Under current law, Medicare Advantage plans receive, on average, 12 percent more per enrollee than the traditional program would pay to meet their health care needs. These overpayments create significant incentives for plans to expand their coverage areas and enroll more beneficiaries—further fueling excess spending. With Medicare Advantage overpayments exceeding $1,000 per enrollee, or $54 billion over the next five years, this step can make a real difference in the long-term fiscal health of the Medicare program.
Other Medicare Advantage reforms should include curbing the marketing abuses and other bad practices of selected Medicare Advantage plans. Congress should strengthen Medicare’s oversight authority and enhance consumer protections, including safeguards against unscrupulous sales tactics and fraudulent enrollment.
Second, Congress should also make the long-term investments in comparative effectiveness research and Medicare program improvements that will realize long-run savings within and beyond the Medicare program. To improve value and reduce costs in our health care system, for example, we must use the resources we have more effectively. A modest new investment in comparative effectiveness research—analyses that examine which drugs, devices and treatment plans work best—will yield long-term savings.

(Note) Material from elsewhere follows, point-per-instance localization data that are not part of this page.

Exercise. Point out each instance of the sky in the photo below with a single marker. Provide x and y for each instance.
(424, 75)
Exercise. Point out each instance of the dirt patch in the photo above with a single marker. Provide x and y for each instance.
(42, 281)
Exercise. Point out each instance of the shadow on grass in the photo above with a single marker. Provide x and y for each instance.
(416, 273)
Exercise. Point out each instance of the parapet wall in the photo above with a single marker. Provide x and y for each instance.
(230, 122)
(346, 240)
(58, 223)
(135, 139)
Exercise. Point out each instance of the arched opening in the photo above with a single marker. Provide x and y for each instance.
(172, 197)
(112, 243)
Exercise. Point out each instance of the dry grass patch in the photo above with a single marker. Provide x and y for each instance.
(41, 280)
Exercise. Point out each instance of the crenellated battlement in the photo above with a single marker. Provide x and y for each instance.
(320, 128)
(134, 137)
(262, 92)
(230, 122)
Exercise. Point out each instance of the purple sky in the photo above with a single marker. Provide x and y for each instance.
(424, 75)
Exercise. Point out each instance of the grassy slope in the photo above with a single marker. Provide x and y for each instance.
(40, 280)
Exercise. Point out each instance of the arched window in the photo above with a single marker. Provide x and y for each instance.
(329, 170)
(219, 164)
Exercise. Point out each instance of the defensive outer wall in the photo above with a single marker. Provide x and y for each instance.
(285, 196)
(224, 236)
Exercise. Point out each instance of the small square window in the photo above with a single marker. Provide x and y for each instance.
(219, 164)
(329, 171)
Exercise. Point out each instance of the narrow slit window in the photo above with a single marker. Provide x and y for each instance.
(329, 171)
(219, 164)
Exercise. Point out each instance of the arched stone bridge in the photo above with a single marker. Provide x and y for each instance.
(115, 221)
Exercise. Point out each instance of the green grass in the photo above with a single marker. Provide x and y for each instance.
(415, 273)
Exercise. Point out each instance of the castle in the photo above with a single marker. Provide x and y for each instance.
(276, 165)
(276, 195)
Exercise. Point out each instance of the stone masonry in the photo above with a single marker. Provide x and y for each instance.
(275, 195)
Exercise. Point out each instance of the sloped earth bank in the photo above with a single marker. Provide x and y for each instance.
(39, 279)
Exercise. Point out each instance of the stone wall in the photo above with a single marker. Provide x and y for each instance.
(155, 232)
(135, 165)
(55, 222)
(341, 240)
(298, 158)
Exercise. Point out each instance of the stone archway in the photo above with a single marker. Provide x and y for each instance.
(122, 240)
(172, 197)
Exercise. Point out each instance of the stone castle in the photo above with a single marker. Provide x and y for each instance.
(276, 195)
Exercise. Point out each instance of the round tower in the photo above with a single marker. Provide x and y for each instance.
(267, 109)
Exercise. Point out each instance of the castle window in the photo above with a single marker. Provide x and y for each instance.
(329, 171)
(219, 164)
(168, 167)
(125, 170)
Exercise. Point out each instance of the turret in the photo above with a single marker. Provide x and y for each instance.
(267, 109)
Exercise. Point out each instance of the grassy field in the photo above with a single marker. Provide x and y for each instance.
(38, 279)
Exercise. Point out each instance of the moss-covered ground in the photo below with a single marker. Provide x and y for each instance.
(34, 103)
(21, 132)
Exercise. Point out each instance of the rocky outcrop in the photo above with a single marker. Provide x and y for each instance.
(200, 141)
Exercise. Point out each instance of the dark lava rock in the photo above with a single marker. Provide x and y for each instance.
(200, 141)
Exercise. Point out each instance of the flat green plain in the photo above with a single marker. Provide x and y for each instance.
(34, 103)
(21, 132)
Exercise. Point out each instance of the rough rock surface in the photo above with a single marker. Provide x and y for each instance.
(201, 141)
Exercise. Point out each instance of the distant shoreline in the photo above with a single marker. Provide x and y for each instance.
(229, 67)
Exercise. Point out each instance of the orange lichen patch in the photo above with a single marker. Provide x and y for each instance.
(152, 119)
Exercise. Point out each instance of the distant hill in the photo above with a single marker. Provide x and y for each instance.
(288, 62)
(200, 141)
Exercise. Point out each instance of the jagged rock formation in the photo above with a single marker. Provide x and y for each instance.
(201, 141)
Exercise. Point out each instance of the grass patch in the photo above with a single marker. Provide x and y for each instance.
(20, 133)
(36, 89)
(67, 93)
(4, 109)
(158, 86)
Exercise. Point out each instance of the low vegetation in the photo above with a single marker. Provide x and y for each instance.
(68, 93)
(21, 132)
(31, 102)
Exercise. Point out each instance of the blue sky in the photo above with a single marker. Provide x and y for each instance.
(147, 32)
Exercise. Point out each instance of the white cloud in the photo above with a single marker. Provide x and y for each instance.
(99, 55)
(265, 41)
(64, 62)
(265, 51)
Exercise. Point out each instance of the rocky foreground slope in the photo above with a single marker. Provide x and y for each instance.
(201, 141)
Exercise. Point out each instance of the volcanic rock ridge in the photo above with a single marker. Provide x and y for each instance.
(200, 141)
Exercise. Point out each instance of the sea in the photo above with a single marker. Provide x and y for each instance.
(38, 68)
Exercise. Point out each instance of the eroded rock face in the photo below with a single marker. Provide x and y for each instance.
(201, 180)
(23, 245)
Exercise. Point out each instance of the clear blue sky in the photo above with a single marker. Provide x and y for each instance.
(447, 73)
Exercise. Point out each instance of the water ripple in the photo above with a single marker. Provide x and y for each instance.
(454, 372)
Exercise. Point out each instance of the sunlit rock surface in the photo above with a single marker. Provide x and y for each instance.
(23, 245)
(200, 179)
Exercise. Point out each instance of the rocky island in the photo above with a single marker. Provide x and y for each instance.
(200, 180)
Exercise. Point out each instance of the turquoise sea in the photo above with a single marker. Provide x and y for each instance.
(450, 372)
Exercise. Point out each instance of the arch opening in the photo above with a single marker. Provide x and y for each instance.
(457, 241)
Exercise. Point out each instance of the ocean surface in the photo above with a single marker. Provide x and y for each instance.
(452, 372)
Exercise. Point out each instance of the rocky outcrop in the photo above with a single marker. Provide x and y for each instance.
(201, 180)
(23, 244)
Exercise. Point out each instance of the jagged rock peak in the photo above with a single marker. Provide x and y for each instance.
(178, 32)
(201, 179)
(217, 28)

We must also redouble our efforts at preventing chronic disease and disability. In addition to improving coverage for preventive services within Medicare, Congress can eliminate financial disincentives for preventive care. Many employer-provided plans waive cost-sharing for preventive services, and Medicare can do so, too.
Next, Congress should ensure that lower-income people with Medicare receive the help they need to pay their Medicare premiums, deductibles and copayments. While the Medicare Savings Programs provide important financial help to lower-income Medicare beneficiaries, these programs fall short of their promise. Updating the eligibility standards—particularly asset tests that require individuals to be virtually impoverished in order to quality for benefits—and eliminating barriers to enrollment can ensure that lower-income Medicare beneficiaries do not face undue financial barriers to health care.
In addition, Medicare’s mental health coverage has for decades lagged behind the program’s investment in physical health coverage. Medicare beneficiaries with mental health needs continue to cover half of their treatment costs themselves—a coinsurance level that is more than double the coinsurance rate for other services. And program rules shouldn’t create additional barriers to care. Medicare, for example, does not cover telehealth for mental health needs even though the program covers telehealth services for other ailments. Congress should finally fix these inequities.
Finally, Medicare program improvements should include additional steps to move Medicare into the information age. Medicare can encourage (or could even require) physicians to use electronic prescribing, thus reducing medication errors and overall Medicare spending. A more ambitious agenda could also embrace further adoption of health information technology tools, including a personal health record for all Medicare beneficiaries.
Beyond Medicare
By reining in Medicare Advantage spending and making long-term investments in prevention and value-based health care, Congress can improve the program’s fiscal health while offering greater security to people with Medicare coverage. Some of these improvements—namely investments in comparative effectiveness and health technology—can leverage savings in the larger health care system.
But as a public health insurance program, Medicare will continue to be at the mercy of larger health care cost trends. While health care costs continue to outpace economic growth and wage growth in the United States, policymakers have yet to grapple with strategies for controlling costs. Until we embark on systemic health reform by providing affordable coverage for all Americans in tandem with proven cost-containment strategies and investments in value-based health care, Medicare’s long-term financial health will be at the mercy of rising health care costs.